Yep, another one is smitten by the little D's.


----------



## Joanne (Jun 24, 2020)

It seems like many of the larger breeds are pretty quiet. I'm hoping to raise some chicks from my Black Orpington rooster and will try selecting the quietest from those as my breeders. A little harder to figure out which hens to use but I'll just try to select for quiet, calm hens to breed with the quietest roos.


----------



## Joanne (Jun 24, 2020)

I originally thought about eliminating the cockerels in the order that they start to crow, so that the last one to begin crowing "wins" and would be used for breeding. But by doing that I might just be selecting for late maturation, which is not what I'm looking for.


----------



## robin416 (Sep 8, 2013)

Joanne said:


> It seems like many of the larger breeds are pretty quiet. I'm hoping to raise some chicks from my Black Orpington rooster and will try selecting the quietest from those as my breeders.

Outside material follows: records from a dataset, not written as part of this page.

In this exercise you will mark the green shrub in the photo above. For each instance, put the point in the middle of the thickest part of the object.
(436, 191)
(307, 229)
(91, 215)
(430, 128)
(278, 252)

A little harder to figure out which hens to use but I'll just try to select for quiet, calm hens to breed with the quietest roos.


Yeah, those little guys are loud for such little bodies.


----------



## Joanne (Jun 24, 2020)

robin416 said:


> Yeah, those little guys are loud for such little bodies.


Napoleon Syndrome


----------



## robin416 (Sep 8, 2013)

Joanne said:


> Napoleon Syndrome


LOL


----------